Prevention of Bedsores
Prevention of bedsores involves an approach that blends a frequent re-positioning strategy for immobile patents with infection control, nutrition, and general health maintenance, since pressure itself is not the sole cause but a combination of pressure and host factors.
The best preventative is to have the best tissue integrity by maintenance of good health. Diabetes, peripheral vascular disease, sickle cell anemia, vasculitis, and autoimmune disease should be aggressively followed and treated to ensure the best possible tissue integrity for the individualized patient.
Exploring the Extent of Tissue Damage
Since what is observed on the surface may be masking much more severe damage below it, investigating full-thickness tissues and their underlying musculoskeletal structures will prevent treatment failure.
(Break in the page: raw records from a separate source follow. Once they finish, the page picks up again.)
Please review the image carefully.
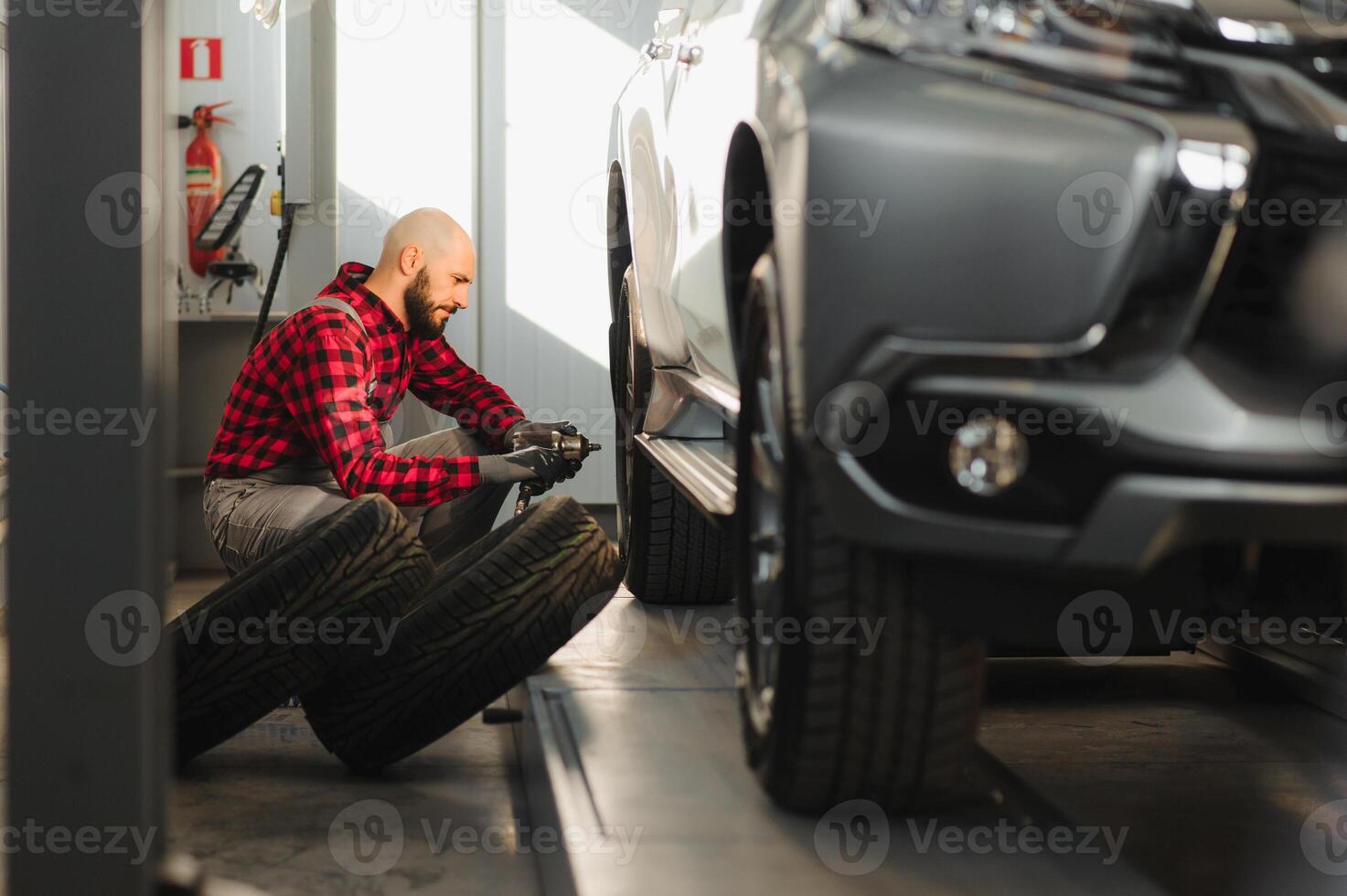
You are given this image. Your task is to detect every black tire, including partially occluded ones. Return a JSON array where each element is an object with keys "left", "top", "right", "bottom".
[
  {"left": 165, "top": 495, "right": 433, "bottom": 764},
  {"left": 735, "top": 247, "right": 982, "bottom": 813},
  {"left": 609, "top": 268, "right": 734, "bottom": 603},
  {"left": 303, "top": 497, "right": 617, "bottom": 773}
]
Use of CT, MRI, and ultrasound are useful in this preventive strategy.
Patients should be positioned and repositioned at least every 2 hours to relieve constant pressure at any one site. Current bedsores can be spared altogether from pressure effects..
Vitamins and proteins are necessary for tissue integrity, and nutritional support can be established via consultation with a dietitian/nutritionist. Any anemia due to incapacitation, diet, or medical condition should be corrected since even adequate perfusion with anemic blood is simply another type of hypoperfusion.
Dressing choice is based on the stage of healing and should be adjusted for prevention of further ulceration.
Wound Care to Prevent Ulcer Progression
Wounds with necrotic tissue should have the non-vitalized tissue removed so as not to be a nidus of infection. Debridement is via irrigation (hydrostatic force) enzymes, surgery, or biologic debridement (larvae of the Australian sheep blow fly or maggots which secrete enzymes that dissolve dead tissue). Any infections are addressed immediately and tenaciously.
Altering the Physics of the Pressure Forces
Foam mattresses help diffuse the pressure, as do air- and hydrocirculating mattresses.